Getty Scholar Romero to spend nine months working on book at stunning museums
For the 40th anniversary of the Getty Scholars Program, the Getty Research Institute selected 11 academics from around the world to be in residence in Los Angeles for the 2025/2026 fellowship cycle exploring the theme of repair, including one from UC Irvine: Mercy Romero.
The associate professor of criminology, law & society is among four fellows who will be in residence at the Getty Center and Getty Villa from September through June 2026. Others in Romero’s cohort have residencies of three to six months.
The cohort includes professors of architecture from Columbia University’s Barnard College; comparative literature and gender studies from Columbia University; environmental arts and justice from York University in Ontario, Canada; archaeology from Brown University, the University of Pennsylvania and Ghana; and art/art history from USC, Vassar College, University of Rochester and Université de Namur in Belgium. The cohort also includes postdocs, who like Romero will be in residence the full nine months. They hail from NYU, Harvard, Princeton, Columbia, Ohio State and UC San Diego.
Getty Research Institute (GRI) also selected two guest scholars, a president’s scholar and two “connecting art histories” scholars, who will also explore the repair theme with residencies ranging from three to nine months.
“I’m looking forward to all of it — meeting new people at the Getty Center and sharing and learning from them,” Romero says. “I am looking forward to being with new landscapes, and I wonder how that will shape my work.
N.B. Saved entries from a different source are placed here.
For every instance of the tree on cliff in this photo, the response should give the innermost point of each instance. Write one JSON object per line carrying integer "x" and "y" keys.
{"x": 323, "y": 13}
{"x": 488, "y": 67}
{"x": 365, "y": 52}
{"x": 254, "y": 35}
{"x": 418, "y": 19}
I’m looking forward to writing and making something beautiful.”
The author of an award-winning first book, Toward Camden (Duke University Press, 2021), will spend her Getty fellowship on her follow-up, Farewell: Black Nursing, Hospital Planning, and the Reparative Arts.
“This project builds from a central curiosity about the Puerto Rican poet Julia de Burgos and uses archives to understand the hospital as a site of creative convergence–between Black nurses trained to work and care for patients during a time of Jim Crow segregation, to the architect and artists spatializing wellness in lines and angles, poetry and song toward public health outcomes,” Romero explains.
The GRI calls repair a “timely topic” that “invites critical engagement with a range of art and cultural forms across disciplines, geographies, and historical periods.” Romero sees a natural fit for Farewell: Black Nursing, Hospital Planning, and the Reparative Arts in that description.
“The project and my larger questions as a writer hold repair in lots of ways–from the concern with illness, confinement, and dispossession, to the condition, extraction and restoration of WPA era murals that were once a part of a hospital I am studying,” she says, referring to the Works Progress Administration program that President Franklin Roosevelt launched in 1935.
“I am curious about repair as a structure that holds the depth of use and longing,” Romero adds. “I consider repair as a writer and a survivor of broke thinking, from the logics of American empire to private property.”
Searching for interdisciplinary fellowships with seminar components, she landed on the Getty Scholars program.
“I was a scholar in residence at the Schomburg some years back when I was beginning this work and that was so wonderful,” says Romero of the New York Public Library program. “I was inspired to keep thinking about the research and writing of this work in community. After I was awarded the fellowship, I met with the director of the program and felt super humbled. They understood what I was up to and were excited about it. Besides the time and the residency, that was the gift — having the project read, valued, and encouraged.”
Since its inception in 1985, the Getty Scholars Program has supported about 1,300 academics and researchers from more than 50 countries, providing a collaborative space for inquiry and exchange at the GRI’s beautiful facilities on a Brentwood hilltop and along the Malibu coast.
“As we celebrate four decades of supporting pioneering scholarship, this year’s theme of repair feels especially urgent and universally resonant,” says Alexa Sekyra, head of the GRI Scholars Program, in a release. “In a time marked by cultural reckoning and environmental fragility, we are proud to support scholars whose work not only deepens our understanding of the past but also envisions new ways forward for preservation, justice, and renewal through the arts.”
In addition to the GRI's program oriented around the theme of repair, other scholars and professionals will be hosted by the Getty Scholars Program at the Villa under the theme of religious experience in antiquity as well as the Getty Conservation Institute.